Design plans for downtown good start

It is time for Lexington to adopt design standards for its urban core. And the proposal presented last week to a committee of the Urban County Council offers a way forward that won’t tie the hands of developers but will help assure a harmonious streetscape when new buildings join the old.

It accomplishes this while eliminating one body that reviews projects and without creating a new regulatory board or bureaucracy.

After seven years of fiddling with this idea, the city needs to move forward.
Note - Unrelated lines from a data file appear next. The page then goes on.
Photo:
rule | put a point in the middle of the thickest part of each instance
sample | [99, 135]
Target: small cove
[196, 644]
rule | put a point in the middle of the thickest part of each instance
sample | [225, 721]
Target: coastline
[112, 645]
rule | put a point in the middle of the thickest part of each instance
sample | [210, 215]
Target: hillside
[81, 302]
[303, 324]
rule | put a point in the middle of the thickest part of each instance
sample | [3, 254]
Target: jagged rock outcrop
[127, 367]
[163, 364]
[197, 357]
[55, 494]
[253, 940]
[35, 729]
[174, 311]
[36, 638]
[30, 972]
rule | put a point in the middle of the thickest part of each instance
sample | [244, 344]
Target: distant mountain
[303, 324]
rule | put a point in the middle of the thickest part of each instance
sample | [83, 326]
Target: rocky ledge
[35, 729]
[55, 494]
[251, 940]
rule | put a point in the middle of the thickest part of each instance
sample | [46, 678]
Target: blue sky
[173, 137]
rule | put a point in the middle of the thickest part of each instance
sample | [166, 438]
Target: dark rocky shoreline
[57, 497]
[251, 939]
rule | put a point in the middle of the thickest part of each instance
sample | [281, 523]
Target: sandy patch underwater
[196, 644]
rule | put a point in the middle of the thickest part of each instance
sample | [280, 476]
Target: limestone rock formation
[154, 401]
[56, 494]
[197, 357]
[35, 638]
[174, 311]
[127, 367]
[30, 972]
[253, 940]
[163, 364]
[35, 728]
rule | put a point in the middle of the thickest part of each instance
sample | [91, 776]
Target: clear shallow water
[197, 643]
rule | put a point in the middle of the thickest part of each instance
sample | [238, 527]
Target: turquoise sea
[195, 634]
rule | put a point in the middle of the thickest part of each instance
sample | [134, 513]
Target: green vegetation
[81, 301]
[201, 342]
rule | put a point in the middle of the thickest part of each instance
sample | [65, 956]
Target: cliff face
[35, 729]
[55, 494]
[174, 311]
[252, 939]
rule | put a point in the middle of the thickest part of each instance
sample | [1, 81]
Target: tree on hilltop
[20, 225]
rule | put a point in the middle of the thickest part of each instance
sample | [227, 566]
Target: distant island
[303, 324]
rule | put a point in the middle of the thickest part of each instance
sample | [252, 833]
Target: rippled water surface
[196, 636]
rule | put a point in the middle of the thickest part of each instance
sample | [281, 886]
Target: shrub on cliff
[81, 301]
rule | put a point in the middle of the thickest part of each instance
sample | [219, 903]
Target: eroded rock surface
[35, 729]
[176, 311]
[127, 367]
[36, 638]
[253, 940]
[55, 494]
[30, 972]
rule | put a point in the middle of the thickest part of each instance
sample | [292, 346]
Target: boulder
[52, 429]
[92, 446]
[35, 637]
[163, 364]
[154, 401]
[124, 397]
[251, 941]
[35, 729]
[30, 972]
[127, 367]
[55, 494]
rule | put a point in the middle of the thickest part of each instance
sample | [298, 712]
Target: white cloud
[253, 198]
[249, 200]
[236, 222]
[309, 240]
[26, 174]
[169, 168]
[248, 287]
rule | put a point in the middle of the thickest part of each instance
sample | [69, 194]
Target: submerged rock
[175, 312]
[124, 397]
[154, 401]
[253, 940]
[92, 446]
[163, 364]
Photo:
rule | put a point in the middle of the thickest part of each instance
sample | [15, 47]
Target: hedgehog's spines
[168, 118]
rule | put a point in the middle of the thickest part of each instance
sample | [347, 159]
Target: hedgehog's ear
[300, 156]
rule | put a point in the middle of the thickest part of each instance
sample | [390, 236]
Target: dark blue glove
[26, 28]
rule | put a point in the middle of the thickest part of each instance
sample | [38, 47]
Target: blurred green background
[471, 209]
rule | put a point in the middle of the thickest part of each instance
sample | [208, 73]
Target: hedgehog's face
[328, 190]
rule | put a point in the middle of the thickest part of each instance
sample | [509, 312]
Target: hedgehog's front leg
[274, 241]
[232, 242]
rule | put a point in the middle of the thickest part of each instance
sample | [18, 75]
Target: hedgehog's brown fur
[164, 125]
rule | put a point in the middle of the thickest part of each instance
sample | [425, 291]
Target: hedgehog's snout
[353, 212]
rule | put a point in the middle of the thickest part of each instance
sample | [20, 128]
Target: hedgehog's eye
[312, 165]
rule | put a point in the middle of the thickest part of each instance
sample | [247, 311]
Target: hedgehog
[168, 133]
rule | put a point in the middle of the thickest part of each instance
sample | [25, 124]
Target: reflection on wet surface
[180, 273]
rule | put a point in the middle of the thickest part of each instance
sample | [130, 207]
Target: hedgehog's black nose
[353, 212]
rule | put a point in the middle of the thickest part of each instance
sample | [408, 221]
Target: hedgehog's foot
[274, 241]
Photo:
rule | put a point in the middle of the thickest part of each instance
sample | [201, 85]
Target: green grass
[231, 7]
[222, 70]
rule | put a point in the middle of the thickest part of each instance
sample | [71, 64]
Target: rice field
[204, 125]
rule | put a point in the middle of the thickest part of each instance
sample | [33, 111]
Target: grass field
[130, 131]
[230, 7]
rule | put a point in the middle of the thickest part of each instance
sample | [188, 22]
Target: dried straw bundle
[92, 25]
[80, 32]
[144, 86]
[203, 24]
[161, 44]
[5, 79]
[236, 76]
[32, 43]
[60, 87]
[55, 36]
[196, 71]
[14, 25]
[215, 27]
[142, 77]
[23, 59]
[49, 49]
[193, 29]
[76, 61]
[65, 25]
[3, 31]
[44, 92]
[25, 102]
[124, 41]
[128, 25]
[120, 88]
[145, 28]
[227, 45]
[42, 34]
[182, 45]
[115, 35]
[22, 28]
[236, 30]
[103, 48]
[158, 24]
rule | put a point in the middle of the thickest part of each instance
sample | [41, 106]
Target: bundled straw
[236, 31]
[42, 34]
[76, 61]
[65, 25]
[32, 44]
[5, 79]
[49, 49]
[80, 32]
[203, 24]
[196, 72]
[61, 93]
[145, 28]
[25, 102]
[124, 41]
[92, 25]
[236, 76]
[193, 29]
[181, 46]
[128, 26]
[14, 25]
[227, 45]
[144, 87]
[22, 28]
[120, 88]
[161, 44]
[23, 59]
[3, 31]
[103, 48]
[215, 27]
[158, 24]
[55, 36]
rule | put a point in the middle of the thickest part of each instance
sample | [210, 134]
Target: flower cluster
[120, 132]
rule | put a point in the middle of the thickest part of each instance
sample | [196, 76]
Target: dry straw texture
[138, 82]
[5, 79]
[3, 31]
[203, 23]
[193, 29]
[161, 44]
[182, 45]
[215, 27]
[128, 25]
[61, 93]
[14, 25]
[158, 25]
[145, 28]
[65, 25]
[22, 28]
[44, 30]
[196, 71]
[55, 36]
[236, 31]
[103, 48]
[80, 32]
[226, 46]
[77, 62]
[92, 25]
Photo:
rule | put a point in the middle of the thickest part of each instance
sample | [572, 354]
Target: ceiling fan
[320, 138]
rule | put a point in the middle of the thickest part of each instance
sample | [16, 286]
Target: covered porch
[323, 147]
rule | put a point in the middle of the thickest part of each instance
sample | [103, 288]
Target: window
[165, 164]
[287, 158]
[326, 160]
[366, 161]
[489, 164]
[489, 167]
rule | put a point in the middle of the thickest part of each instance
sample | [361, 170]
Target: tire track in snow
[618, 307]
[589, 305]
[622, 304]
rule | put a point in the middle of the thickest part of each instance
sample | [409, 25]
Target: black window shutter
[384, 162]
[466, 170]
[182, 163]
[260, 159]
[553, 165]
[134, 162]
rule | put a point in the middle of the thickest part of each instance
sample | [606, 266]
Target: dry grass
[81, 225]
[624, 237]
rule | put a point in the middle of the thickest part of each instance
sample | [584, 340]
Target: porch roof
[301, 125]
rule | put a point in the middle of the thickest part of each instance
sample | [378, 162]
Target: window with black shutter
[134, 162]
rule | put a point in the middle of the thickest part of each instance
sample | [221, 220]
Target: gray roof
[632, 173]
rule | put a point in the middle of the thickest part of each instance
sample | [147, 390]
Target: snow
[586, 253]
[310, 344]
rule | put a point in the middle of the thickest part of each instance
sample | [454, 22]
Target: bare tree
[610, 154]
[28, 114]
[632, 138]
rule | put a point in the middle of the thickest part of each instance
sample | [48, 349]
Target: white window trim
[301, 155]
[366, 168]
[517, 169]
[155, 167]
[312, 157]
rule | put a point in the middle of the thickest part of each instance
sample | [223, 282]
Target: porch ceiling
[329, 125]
Even though people don’t like restrictions on their projects, almost everyone favors them when the guy next door wants to build something. That’s because quality of life and property values depend upon cohesive neighborhoods and streetscapes. Think of a block of single-family houses with nice front lawns pierced by an apartment building built out almost to the sidewalk.

The same is true for a downtown. While diversity in design is desirable, a chaos of building forms, vacant lots and blanks walls meeting sidewalks is not. A framework that assures at least minimum standards can both attract and protect investment.

The initial push for design standards came about seven years ago after the demolition of historic buildings and proposed mega-development on what’s become known as the CentrePointe block. In the same time period, there was a proposal to put a suburban-looking Rite Aid at the entry to downtown where Vine Street meets Midland Avenue and Main Streets.

To city officials faced with those dire visions and the public outrage over them, design standards for downtown seemed more acceptable. Early drafts ran afoul of developers who complained that creating another hoop to jump through, and another board or committee to satisfy, would increase costs and discourage investment.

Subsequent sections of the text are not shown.